Decision Reached On State Product Liability Law
Posted On Behalf of Schmidt Kramer Injury Lawyers on May 15, 2012 in Birth Injury
Below is a link to the opinion from the U.S. Supreme Court issued on March 4, 2009, in Wyeth v. Levine, 555 U.S. _____ (2009). One of the products liability or medical malpractice attorneys at Schmidt Kramer PC, in Harrisburg, PA, can explain the application of the decision to your case.
Wyeth is a company that manufactures a drug called Phenergan. The drug is corrosive and causes irreversible gangrene if it enters a patient’s arteries. On April 7, 2000, the drug was introduced into Diane Levine’s body through the IV-push injection method. This is where the drug is injected directly into her vein, rather than being dripped in through a saline solution. During the injection, the drug somehow encountered an artery, causing gangrene and eventual amputation of her right forearm. This ended her career as a professional musician.
After settling her medical malpractice case, Ms. Levine’s product liability case against the manufacturer went to a jury in Vermont. She won, and was awarded compensation for medical bills, loss of income and future earning capacity, and pain and suffering in excess of six million dollars.

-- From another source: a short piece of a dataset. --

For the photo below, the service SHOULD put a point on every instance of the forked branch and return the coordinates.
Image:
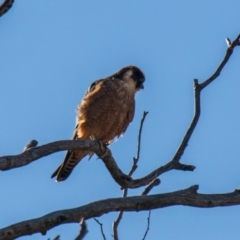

The case was appealed through Vermont’s high court, and was before the U.S. Supreme Court to consider the following issue: When the manufacturer’s label failed to provide adequate warning of the risks of using a particular method of introducing the drug into the body, should the judgment be overturned because the label was approved by the Food and Drug Administration, preempting a jury award based on state tort law? The court considered this narrow question, because the record in the lower courts was conclusive that had a stronger warning been present, the drug would not have been administered as it was, and that the warning for IV-Push administration was insufficient. The Supreme Court viewed these facts with the understanding that Congressional purpose determines preemption and federal law will only preempt the traditional police powers retained by the state when its purpose was clear and manifest.
The U.S. Supreme Court decided, the FDA’s approval of the label is not a complete defense to a state law tort claim. Wyeth was found to be able to comply with both duties imposed on it by the state tort law jury verdict and the federal labeling approvals. The court also found that subjecting Wyeth to a state tort law duty would not obstruct the purposes and objectives of federal drug labeling regulations. Ms. Levine’s claim was not preempted by federal law. The judgment from the jury in Vermont was allowed to stand.